A €4bn seven-year social bond for Caisse d'Amortissement de la Dette Sociale received bumper books of over €26bn on Tuesday, highlighting once again the change in fortunes for French agencies after a torrid second half of 2022.
Demand for the French agency's trade was almost on a par with that seen for Spain on the same day, landing at over €25.3bn, excluding joint lead managers' demand, versus books of over €26.83bn for Spain's July 2039 syndication, also excluding JLM demand.
While public sector borrowers have been able to go further out on the curve in 2023, demand has been a lot more buoyant up to 10 years. In the case of French agencies, there is an additional dimension, with the sell-off in OATs making them look attractive again versus mid-swaps.
"It's coming around 6bp over mid-swaps and I think the general consensus among investors is that swap spreads won't be underperforming massively from here and that we've reached a floor," a lead said. "Yields have gone back up and you're now getting 10-year OATs at 3% and your spread here is over 30bp over OATs. All of this helps."
Credit Agricole, JP Morgan, Morgan Stanley and Natixis priced the trade at 31bp above OATs, 3bp in from guidance. That spread left a 3bp new issue concession, said a senior banker away from the transaction.
Cades’ print was “in line with what we have come to see from a lot of the French agencies", he said. "The repricing versus swaps has been particularly powerful for the names that price versus their govvies – so the outperformance of French and Spanish agencies and regions is not necessarily a surprise.
“You’re coming into a market where you have German Laender pricing negative versus swaps all the way out to 10 years.

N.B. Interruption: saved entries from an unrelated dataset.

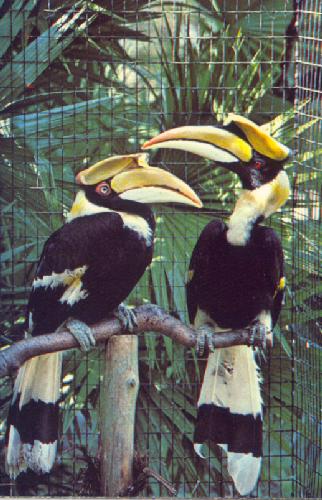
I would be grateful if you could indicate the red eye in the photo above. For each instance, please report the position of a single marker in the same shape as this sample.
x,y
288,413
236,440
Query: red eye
x,y
103,189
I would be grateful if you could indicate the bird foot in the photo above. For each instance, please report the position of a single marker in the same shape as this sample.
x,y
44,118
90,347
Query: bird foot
x,y
82,333
204,339
127,318
260,335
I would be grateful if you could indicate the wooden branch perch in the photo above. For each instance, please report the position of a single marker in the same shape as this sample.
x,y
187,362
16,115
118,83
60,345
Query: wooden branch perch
x,y
149,317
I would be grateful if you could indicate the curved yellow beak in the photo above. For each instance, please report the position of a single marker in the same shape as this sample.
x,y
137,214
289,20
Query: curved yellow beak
x,y
221,144
132,178
209,142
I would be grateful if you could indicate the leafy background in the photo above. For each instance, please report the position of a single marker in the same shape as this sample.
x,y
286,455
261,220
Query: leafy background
x,y
93,78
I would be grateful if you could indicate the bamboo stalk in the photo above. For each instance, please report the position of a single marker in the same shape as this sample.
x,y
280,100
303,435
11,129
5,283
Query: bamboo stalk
x,y
149,318
118,407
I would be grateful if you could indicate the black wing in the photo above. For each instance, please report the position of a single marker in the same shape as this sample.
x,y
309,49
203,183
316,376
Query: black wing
x,y
273,263
201,259
86,269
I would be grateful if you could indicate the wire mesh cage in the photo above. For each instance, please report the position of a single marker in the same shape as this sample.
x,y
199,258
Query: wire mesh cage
x,y
88,79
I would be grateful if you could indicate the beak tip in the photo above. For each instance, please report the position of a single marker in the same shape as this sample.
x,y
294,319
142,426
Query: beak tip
x,y
146,145
78,178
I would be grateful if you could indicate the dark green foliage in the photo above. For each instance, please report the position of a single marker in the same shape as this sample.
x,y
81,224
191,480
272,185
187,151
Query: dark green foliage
x,y
101,78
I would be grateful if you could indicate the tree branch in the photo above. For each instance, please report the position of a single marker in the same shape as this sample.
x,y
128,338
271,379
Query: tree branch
x,y
149,318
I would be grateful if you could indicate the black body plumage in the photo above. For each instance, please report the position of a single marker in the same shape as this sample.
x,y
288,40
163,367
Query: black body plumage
x,y
112,258
233,284
115,257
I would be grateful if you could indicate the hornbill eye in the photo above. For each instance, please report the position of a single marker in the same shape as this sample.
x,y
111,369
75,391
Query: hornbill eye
x,y
103,189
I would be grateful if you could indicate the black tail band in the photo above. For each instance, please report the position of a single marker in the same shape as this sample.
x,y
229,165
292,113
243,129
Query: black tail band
x,y
35,420
241,433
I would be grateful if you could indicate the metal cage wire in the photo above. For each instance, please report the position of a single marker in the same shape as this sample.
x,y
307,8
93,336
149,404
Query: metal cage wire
x,y
89,79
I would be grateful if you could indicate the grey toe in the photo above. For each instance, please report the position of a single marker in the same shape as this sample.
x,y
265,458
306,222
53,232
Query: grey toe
x,y
83,334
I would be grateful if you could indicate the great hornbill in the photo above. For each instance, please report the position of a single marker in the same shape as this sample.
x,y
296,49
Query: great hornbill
x,y
87,268
235,280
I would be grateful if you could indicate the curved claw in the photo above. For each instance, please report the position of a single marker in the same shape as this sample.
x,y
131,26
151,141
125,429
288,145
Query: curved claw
x,y
82,333
259,335
127,318
204,339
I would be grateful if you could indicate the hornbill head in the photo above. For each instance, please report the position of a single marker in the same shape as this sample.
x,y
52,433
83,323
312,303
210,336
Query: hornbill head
x,y
241,146
120,182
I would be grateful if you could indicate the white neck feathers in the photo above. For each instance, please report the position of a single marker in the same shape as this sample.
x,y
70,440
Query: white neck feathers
x,y
262,201
82,207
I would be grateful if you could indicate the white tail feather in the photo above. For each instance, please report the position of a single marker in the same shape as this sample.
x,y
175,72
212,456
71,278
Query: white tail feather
x,y
244,470
38,379
231,380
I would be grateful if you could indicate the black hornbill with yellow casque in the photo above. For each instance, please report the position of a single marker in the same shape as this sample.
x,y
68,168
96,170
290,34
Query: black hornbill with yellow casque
x,y
87,268
235,280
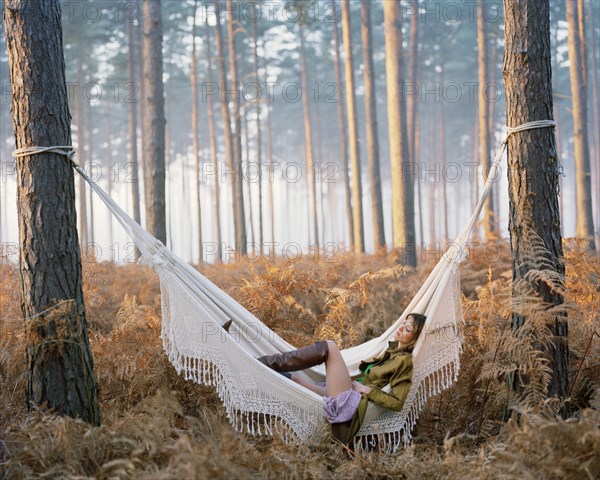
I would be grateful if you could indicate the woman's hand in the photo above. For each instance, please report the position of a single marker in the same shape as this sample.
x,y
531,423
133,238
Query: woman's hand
x,y
360,388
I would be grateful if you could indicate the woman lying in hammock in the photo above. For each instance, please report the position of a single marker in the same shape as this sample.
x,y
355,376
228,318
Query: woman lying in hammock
x,y
345,401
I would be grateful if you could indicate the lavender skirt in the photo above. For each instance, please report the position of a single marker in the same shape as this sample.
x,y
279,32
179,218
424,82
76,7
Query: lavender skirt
x,y
341,408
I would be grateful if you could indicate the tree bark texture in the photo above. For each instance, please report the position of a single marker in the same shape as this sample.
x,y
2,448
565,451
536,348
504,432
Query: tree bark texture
x,y
213,151
357,216
403,207
60,364
532,161
154,137
371,127
308,142
240,220
343,132
583,172
484,114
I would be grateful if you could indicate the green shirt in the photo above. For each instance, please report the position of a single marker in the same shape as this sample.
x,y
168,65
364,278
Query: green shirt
x,y
395,368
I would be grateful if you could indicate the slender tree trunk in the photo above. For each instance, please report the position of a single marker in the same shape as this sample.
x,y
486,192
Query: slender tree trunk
x,y
484,113
532,161
585,219
308,141
109,157
403,207
261,239
412,106
225,113
431,185
475,196
60,364
595,140
582,42
357,215
154,138
271,179
343,132
417,160
412,76
213,153
371,127
442,157
558,137
195,133
492,111
142,108
240,220
251,210
90,130
81,157
133,125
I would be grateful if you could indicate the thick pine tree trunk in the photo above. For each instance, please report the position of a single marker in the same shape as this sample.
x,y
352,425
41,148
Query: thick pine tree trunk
x,y
343,132
240,220
308,141
60,365
484,114
154,137
357,215
532,161
371,127
403,206
195,133
583,173
213,152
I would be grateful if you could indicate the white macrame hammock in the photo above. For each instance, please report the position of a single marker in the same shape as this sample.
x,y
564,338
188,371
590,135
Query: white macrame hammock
x,y
259,400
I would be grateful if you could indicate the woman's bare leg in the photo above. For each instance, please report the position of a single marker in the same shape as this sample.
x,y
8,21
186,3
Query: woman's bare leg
x,y
308,383
337,375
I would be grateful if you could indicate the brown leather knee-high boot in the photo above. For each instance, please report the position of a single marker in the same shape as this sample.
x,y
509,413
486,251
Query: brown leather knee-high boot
x,y
300,359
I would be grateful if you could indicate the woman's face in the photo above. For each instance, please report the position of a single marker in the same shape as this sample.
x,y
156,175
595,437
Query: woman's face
x,y
406,331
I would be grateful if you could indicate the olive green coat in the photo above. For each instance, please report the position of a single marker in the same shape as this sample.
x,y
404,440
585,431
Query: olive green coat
x,y
395,368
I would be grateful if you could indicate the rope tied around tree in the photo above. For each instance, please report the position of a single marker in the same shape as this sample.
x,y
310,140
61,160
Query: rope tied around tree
x,y
64,150
69,152
527,126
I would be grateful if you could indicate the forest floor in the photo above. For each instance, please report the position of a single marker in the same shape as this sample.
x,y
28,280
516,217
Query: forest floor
x,y
156,425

You have KfW and European Investment Bank, which continue to outperform. And then you have Cades, which is able to come into the market, yes offer a few basis points of concession, but price at a fairly decent spread versus swaps in positive territory. That’s attracting a lot of investors to the table.”
Cades’ French peers have performed well in 2023, not least Caisse des Depots et Consignations, which secured a record book of more than €8.3bn on a €1bn long 10-year deal earlier in February.
“What worked against the French agencies [in 2022] is working for them [this year]” a lead on that deal said at the time. He was referring to their pricing versus OATs, which made them look expensive on a mid-swaps basis in 2022 but is now making them look attractive from that perspective.
German Laender were also represented in the primary market on Tuesday. Brandenburg priced a €600m nine-year at 4bp through mid-swaps, 1bp in from the starting spread. The leads Barclays, DekaBank, Erste Group, HSBC and UniCredit gathered a €770m book.
The issuer had initially been looking at a €500m deal, a lead on the print said. He did not comment on the new issue premium.